Oui... La proximité, elle l'a ressentie très fort elle aussi. Elle ne verserait jamais d'autre sang que le sien par les Arts Majeurs, mais il s'agit aussi d'une transe, où la douleur, la peur, l'espoir, la peine, tout s'efface derrière un seul but. Le but diffère cependant.

- Quand tu m'as parlé de son... aptitude, c'est vrai, j'ai ressenti... une sorte de similitude, mais très diffuse. L'oubli de soi et l'absence de peur... c'est ce que nous vivons également. Mais, il ne s'agit que de danser...

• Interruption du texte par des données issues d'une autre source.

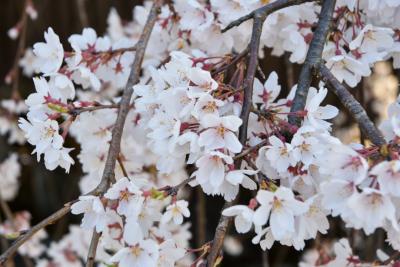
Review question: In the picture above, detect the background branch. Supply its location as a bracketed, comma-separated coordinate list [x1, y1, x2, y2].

Que de danser... Tentative sans doute vouée à l'échec de minimiser ses capacités. Les Arts Majeurs vont bien au-delà de la danse, et elle le sait parfaitement. Pourtant elle a peur encore qu'il saisisse toute la portée de ce qu'elle touche et qu'il ne peut atteindre. Rester petite, rester sous sa main, en sûreté...

- Je ne sais rien de ce que tu dis. L'oubli de soi et l'absence de peur, je les connais aussi. Mais les vibrations des dieux, pas du tout, et d'ailleurs, ce n'est pas à moi de m'en occuper. Je ne fais que supposer qu'Einar a pu sentir ça, en fait je n'en sais rien.

Il en a assez de la conversation, et c'est parfait. Ils approchaient dangereusement de régions nébuleuses, qu'elle préfère encore fuir pour un temps. Elle acquiesce donc. C'est plus sûr.

Un instant, il fait silence, mais juste un instant. Très vite, il revient à un sujet infiniment plus pragmatique.

- Tu vas dormir, maintenant ?

Elle secoue doucement la tête, lasse, oui, mais c'est seulement du au fait qu'elle est encore très loin d'avoir recouvré ses forces. Elle n'a pas sommeil. Par contre...

- Je ne crois pas... en fait...

Elle pique un peu du nez, gênée...

- En fait... j'ai très faim.

Le comble. Elle sait avoir englouti à la mi-journée la portion de deux esclaves, plus une tranche saignante d'une viande non identifiée que Svana a ordonné qu'on prépare pour elle. Pourtant c'est vrai, elle a l'estomac qui tire et la salive qui se précipite à l'idée de manger encore. Mais Ragnar ne semble pas s'en offusquer, il sourit.

- D'accord. C'est bien, ça, c'est bon signe. Je vais te faire demander à manger. Et réfléchir à un plan d'action. Mais d'abord, puisque tu vas mieux...

Il n'en dit pas plus, et Sahnnâ, après un bref instant de doute, comprend pourquoi il s'est tu. Les vêtements de Ragnar tombent au sol dans un froissement régulier entrecoupé de cliquetis de métal, ceinture, tunique, chausses. Elle y ajoute donc la mince chemise qu'elle portait pour se tenir au chaud, sous les fourrures épaisses et moelleuses du lit. Son corps est amaigri, affaibli, dépossédé des douces rondeurs féminines qui la rendaient attirante, et même d'une grande partie de sa musculature athlétique de danseuse. Elle n'est plus aussi belle, elle le sait. Elle n'a pas besoin de miroir pour savoir. Moins belle, moins forte, moins résistante.

Mais tant pis. Elle fera au mieux de ses possibilités. L'obscurité devrait cacher à quel point il reste peu de chose de ce qui l'a poussé à la choisir, elle, pour réchauffer ses fourrures, au lieu d'une autre aux appas plus généreux...

Et loin derrière tout ça, l'incrédulité qui reste, fichée en elle, mais muselée, étouffée, confinée et forcée au silence.
Pourquoi a-t-il fait ça ?
Il ignore ce qu'elle est, ce qu'elle vaut vraiment.
Pourquoi ?

Mais l'instant n'est pas aux questions, aux angoisses ni aux doutes.